Sobre a vulnerabilidade da população à doença, a presidente do Cosems destaca que a aplicação da 3ª dose da imunização contra a Covid-19 - recomendada para idosos e imunossuprimidos - não acontece na mesma velocidade da Capital. “Estamos com dificuldade com a vacina, porque nós não recebemos dose de reforço para nenhum grupo que foi determinado para fazer essa imunização”.

Para conter o avanço da Covid-19 no interior do Estado é feita a testagem de passageiros do transporte intermunicipal. “Nós fazemos trabalho de monitoramento nas rodoviárias. Em Barbalha, por exemplo, temos uma equipe no horário dos ônibus fazendo testes”, explica. 

Além disso, os exames devem ser analisados quanto à circulação de variantes e sobre a taxa de imunização da população no estudo em desenvolvimento, como adianta Sayonara Cidade. “Estamos com a Fiocruz numa pesquisa, com os municípios que fizeram adesão, para essa mostra de testes”, frisa.

É SEGURO SAIR SEM MÁSCARAS?

A liberação do uso das máscaras só pode acontecer, e de modo gradual, com cenário epidemiológico muito favorável à contenção da doença, como avalia a médica infectologista Mônica Façanha. “Nenhum município está isolado do mundo, então entram pessoas sem ser vacinadas ou que a imunidade já diminuiu. Então, faz sentido a preocupação com a possibilidade de novas cepas que possam surgir ou que estão em uma quantidade pequena”, destaca.

Voltar ao convívio social sem a barreira de proteção pode acontecer quando uma alta porcentagem da população geral, e não apenas adulta, for alcançada. “A imunidade gerada pela vacina é boa contra as variantes que estão circulando, mas pode ter variantes se formando à medida que as pessoas são vacinadas. O vírus pode circular com mais força”. Além disso, deve haver intensificação na vigilância para acompanhar o efeito da medida entre a população.

CENÁRIO EM OUTRAS CIDADES

Cidades brasileiras, similiar à decisão de Nova Olinda, estão flexibilizando o uso de máscaras como o município de Duque de Caxias, no Rio de Janeiro, que publicou um decreto nesta terça-feira (5) desobrigando o uso de máscaras de proteção facial na cidade, que tem aproximadamente 924 mil pessoas.

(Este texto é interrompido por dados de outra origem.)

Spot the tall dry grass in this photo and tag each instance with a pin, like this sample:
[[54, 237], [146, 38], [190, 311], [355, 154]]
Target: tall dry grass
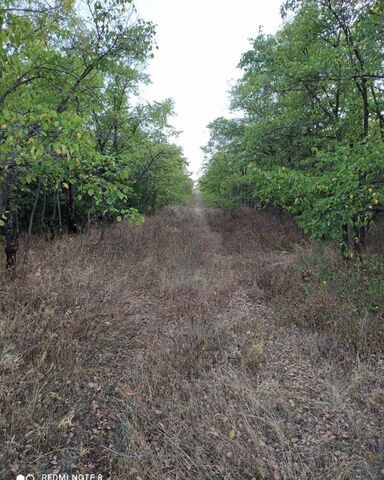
[[154, 355]]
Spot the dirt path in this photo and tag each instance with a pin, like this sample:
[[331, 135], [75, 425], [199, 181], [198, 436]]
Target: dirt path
[[168, 364], [235, 395]]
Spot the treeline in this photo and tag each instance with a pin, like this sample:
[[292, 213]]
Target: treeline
[[76, 146], [309, 136]]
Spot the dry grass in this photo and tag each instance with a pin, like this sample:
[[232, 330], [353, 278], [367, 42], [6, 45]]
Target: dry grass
[[154, 355]]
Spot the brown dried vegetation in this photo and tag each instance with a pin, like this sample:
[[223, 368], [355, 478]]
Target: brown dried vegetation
[[168, 351]]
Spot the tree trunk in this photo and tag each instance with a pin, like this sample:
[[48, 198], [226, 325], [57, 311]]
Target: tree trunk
[[345, 250], [11, 233], [72, 227], [27, 244]]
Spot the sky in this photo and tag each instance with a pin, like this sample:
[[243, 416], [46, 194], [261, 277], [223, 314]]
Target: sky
[[200, 44]]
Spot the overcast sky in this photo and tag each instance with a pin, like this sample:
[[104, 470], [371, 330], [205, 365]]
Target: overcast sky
[[200, 44]]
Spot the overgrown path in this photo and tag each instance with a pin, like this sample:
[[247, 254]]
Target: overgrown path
[[162, 358]]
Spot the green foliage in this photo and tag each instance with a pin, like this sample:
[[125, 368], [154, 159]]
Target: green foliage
[[70, 136], [310, 139]]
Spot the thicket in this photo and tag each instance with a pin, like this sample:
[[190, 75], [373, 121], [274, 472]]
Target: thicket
[[76, 145], [308, 134]]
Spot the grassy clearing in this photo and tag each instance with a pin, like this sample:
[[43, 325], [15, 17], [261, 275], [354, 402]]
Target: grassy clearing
[[176, 350]]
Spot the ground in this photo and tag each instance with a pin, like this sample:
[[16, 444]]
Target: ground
[[157, 354]]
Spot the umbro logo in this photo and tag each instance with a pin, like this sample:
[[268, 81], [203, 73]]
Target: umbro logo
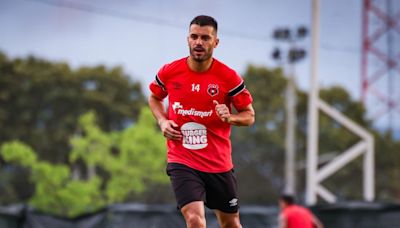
[[233, 202]]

A capital do Rio de Janeiro estuda retirar a obrigatoriedade da proteção ao estimar atingir cobertura vacinal de 75% por volta do dia 15 de outubro. Nesse período, a cidade de São Paulo espera atingir 90% da população com as duas doses e, por isso, também aponta a possibilidade de derrubar a exigência das máscaras.